Al adoptar un papel activo y mantener la “mirada de la fiera” sin pestañear, la persona empieza a vivir “como si” no tuviera dolor y, entonces, la experiencia disminuye o desaparece.

Un maestro exigente

Si asumimos que el dolor no puede ser comprendido, esa misma falta de sentido se convierte, paradójicamente, en el sentido del dolor.

Aparece un nuevo horizonte, más allá del dilema entre la lucha y la aceptación, que permite mantenerse firme y mirar cara a cara a la adversidad como una forma de llegar a ser plenamente humanos. Si no puedes resolverlo, deja que se disuelva. Se trata de una actitud de coraje: no huir, aceptar la vulnerabilidad como fortaleza y entregar cuerpo y alma en el empeño.
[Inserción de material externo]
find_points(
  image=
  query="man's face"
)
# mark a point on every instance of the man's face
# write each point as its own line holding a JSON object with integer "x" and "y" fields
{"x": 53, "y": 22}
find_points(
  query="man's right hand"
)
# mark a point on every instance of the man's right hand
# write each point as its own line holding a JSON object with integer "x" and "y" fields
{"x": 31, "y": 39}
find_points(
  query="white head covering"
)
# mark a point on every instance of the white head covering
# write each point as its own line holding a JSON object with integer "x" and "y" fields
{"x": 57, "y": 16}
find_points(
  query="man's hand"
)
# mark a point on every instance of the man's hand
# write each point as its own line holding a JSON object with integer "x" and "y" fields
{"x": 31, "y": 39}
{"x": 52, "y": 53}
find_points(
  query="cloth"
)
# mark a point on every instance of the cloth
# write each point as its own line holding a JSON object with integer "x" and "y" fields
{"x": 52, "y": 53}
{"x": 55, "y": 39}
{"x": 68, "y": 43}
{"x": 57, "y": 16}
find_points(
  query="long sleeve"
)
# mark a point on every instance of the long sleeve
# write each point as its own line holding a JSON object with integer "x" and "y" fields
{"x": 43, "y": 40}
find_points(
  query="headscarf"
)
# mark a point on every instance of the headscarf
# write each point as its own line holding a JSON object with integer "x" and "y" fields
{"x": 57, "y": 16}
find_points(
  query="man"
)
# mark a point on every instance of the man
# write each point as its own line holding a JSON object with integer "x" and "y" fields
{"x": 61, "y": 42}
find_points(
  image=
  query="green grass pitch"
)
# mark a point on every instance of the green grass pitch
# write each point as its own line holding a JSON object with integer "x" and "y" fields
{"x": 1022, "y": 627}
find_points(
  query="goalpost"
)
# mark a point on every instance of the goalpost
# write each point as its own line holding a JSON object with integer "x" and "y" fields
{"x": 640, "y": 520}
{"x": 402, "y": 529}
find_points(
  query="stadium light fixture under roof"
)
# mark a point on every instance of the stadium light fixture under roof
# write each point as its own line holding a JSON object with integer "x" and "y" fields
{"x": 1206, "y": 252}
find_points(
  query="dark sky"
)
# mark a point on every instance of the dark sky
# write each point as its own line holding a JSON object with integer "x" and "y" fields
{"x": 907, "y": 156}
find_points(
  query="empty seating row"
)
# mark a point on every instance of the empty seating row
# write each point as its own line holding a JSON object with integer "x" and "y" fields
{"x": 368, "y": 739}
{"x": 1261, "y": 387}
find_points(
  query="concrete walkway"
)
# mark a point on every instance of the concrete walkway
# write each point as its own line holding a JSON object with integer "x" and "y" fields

Permanecer receptivo, dotar al sufrimiento de sentido y entregarse a la experiencia sin reservas, sin nada que ocultar, sin nada que temer. No intentar conseguir nada, no esperar nada, solo estar, permanecer y observar. Contemplar. Quizá esa pueda ser la forma de dotar de sentido al dolor, aceptarlo como maestro exigente que obliga a madurar el fruto de una auténtica transformación de la consciencia.